Our campervan is getting old and probably won't make it into next year, so we are looking for a replacement...and came across 'Nordstar' campers for pickup trucks and I was wondering does anyone have any experience with their products, are they up to winter camping in Sweden? as I believe they are made there, or are they just toys like most of the European stuff on sale? We are planning to do a huge trip taking in Canada and the USA in the next few years if all works out and would need something up to the job, without breaking the bank!
If you're doing an extended trip to Canada & the USA you'd be better off buying a used truck & camper out there. Some of the smaller ones will fit into a Toyota Hi-Lux or Ford Ranger & you'd then only need to ship the camper back & buy a suitable truck in the UK on your return!
We use truck campers extensively in Canada & the USA & find them excellent. They are more than big enough for our needs, easy to drive, relatively economical & will go anywhere (the only restrictions are from the rental companies). We've camped in Yellowstone in a blizzard in one & were as "snug as bugs in rugs"!
I second the previous advice. North America is a big place and some places are remote, even some small towns. You want a reliable vehicle, but you want something that is commonly available in the US and Canada.
For example, say you blow the waterpump to some totally foreign vehicle while passing through some hick town in rural Montana.
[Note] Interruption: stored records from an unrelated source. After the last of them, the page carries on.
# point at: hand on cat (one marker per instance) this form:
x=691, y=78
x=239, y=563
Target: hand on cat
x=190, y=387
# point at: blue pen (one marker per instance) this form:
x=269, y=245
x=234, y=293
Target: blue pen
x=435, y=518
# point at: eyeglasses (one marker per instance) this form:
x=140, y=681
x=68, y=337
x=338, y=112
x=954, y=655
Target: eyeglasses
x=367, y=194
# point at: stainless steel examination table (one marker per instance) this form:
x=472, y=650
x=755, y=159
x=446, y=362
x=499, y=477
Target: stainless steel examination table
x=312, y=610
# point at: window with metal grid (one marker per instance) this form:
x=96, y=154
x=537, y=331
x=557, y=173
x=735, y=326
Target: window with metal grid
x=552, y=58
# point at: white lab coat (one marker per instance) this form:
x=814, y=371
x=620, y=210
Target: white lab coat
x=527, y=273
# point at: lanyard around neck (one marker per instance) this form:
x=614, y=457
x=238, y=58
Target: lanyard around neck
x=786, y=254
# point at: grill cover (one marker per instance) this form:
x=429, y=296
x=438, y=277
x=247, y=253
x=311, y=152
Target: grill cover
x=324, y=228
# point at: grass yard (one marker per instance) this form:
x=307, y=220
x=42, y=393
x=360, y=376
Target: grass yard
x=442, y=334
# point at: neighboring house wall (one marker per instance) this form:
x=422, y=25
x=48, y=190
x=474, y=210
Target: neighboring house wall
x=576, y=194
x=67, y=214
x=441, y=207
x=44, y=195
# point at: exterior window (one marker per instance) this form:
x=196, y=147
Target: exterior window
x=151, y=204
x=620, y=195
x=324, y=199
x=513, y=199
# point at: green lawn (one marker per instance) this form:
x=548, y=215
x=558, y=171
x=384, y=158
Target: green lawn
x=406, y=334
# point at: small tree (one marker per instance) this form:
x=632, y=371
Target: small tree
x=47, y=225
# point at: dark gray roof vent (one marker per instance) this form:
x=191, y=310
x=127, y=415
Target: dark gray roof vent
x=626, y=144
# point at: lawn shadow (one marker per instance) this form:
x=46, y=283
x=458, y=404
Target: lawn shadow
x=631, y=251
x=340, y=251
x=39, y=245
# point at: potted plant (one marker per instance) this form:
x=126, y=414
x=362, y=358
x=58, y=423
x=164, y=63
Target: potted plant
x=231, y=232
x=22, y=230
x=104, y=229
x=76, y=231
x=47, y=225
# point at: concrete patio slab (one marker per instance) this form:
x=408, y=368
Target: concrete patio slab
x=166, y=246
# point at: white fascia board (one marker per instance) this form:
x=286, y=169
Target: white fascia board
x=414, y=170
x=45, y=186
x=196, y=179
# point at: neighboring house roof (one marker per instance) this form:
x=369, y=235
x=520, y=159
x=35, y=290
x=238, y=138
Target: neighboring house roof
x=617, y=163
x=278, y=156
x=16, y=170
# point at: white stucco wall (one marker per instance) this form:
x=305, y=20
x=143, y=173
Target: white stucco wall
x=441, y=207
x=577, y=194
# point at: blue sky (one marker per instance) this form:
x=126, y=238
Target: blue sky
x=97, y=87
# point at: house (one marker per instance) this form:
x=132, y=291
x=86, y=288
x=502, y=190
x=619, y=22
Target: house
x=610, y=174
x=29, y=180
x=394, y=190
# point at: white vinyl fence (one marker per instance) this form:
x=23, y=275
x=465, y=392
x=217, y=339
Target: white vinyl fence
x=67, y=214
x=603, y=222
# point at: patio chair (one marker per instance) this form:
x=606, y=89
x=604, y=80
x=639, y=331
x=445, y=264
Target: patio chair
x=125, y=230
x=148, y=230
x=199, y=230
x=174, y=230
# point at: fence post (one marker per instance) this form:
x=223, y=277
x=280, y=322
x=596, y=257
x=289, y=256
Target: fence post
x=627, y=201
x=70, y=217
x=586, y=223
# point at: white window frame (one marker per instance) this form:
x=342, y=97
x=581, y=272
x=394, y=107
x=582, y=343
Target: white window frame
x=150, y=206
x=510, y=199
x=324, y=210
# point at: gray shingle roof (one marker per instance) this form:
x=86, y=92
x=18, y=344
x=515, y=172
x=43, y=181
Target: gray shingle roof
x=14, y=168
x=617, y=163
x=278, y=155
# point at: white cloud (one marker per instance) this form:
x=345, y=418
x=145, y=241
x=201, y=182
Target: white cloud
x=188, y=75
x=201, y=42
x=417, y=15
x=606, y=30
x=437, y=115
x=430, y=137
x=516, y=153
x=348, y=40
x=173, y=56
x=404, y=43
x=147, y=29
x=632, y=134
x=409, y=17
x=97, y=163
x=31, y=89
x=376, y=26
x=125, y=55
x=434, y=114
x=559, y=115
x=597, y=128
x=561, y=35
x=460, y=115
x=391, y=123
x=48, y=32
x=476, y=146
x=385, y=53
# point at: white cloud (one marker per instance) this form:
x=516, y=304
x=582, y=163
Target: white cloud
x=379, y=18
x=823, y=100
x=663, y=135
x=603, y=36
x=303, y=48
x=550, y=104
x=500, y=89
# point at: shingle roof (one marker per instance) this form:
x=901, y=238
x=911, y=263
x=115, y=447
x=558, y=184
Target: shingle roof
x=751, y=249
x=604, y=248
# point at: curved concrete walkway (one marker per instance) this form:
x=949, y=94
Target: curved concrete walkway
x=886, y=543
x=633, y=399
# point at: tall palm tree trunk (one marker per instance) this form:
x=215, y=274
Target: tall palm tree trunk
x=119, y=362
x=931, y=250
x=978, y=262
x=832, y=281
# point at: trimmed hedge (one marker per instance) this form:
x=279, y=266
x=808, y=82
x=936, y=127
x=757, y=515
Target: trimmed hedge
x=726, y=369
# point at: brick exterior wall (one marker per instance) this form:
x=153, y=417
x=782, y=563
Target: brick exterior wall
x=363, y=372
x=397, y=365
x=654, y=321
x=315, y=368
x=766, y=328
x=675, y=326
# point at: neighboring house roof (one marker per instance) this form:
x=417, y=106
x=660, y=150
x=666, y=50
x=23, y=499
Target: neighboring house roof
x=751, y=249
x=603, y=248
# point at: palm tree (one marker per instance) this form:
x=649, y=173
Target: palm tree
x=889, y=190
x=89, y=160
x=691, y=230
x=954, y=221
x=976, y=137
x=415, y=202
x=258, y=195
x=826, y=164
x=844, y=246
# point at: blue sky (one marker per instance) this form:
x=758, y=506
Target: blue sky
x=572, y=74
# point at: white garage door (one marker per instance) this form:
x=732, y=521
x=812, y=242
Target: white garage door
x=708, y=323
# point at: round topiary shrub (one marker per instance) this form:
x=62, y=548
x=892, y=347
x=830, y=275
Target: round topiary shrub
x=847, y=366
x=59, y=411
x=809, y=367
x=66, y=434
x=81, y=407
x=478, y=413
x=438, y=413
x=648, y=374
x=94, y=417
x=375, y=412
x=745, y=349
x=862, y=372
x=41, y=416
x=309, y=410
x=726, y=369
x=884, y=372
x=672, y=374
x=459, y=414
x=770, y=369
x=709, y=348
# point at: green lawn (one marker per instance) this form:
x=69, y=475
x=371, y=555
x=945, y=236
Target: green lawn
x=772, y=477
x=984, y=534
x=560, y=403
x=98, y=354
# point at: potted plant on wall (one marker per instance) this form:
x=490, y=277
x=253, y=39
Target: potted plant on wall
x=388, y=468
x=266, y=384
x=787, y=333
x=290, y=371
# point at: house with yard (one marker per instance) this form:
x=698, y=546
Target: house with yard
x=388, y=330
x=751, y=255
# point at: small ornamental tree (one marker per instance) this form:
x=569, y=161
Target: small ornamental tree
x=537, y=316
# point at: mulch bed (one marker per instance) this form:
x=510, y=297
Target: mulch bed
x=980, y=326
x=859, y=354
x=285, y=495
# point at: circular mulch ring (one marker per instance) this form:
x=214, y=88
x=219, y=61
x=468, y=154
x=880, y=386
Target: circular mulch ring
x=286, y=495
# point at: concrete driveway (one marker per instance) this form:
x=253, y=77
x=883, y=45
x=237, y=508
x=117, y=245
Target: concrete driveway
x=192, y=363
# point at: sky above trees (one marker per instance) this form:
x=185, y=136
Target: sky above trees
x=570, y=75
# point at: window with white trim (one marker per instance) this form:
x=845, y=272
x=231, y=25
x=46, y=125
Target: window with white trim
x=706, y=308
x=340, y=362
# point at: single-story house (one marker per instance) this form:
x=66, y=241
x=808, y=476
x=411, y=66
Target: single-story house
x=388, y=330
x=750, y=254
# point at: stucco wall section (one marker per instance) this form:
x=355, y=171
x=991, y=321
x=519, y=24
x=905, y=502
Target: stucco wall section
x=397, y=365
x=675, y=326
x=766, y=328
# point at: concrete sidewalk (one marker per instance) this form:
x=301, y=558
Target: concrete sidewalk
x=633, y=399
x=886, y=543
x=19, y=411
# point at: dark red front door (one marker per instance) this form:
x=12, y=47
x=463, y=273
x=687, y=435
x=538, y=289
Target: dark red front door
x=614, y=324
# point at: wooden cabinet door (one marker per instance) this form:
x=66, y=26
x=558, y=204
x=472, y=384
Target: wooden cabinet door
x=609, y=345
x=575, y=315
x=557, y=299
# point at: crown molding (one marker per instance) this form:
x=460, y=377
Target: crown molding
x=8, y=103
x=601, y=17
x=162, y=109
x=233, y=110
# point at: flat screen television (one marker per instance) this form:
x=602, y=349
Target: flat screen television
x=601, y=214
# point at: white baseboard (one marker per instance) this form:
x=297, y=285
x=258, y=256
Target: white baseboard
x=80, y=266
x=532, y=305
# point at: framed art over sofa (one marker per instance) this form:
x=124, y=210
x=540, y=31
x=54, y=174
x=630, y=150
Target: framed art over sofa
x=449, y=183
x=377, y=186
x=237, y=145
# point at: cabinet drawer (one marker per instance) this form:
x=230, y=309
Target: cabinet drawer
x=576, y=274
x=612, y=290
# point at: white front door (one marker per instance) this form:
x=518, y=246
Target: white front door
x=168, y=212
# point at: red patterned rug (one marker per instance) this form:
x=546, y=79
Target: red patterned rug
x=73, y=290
You're NOT going to get the part without a lot of hassle, a delivery by FedEx, and a lot of money.
For a Chevy, Ford, maybe a Toyota, you'll get the part at the local auto parts store either that day or it can be delivered through normal, local supply routes in a day or two for the normal over the counter price. Often you can simply find what you need at a local salvage yard.
I've seen and met a number of European tourists who've brought their vehicles over here, especially Germans and those Mercedes campers. Some of them are very expensive and very nice vehicles. One interesting thing I have noticed is that no matter how well prepared they are for the trip, unless they've been here touring around before, it doesn't mentally sink in till they get here just how much open room there is here and how long the stretches of driving can be.
ive been there, problem is if someone hasnt been there you realy cant explain the scale difference.
the most scary thing is that within a month you will find it totaly normal to drive 5 hours, drink a cup of something thats supposed to be coffee (sorry mate,americans know crap of coffee) and drive back.
small bonus is youl pay per gallon what youre used to pay per liter.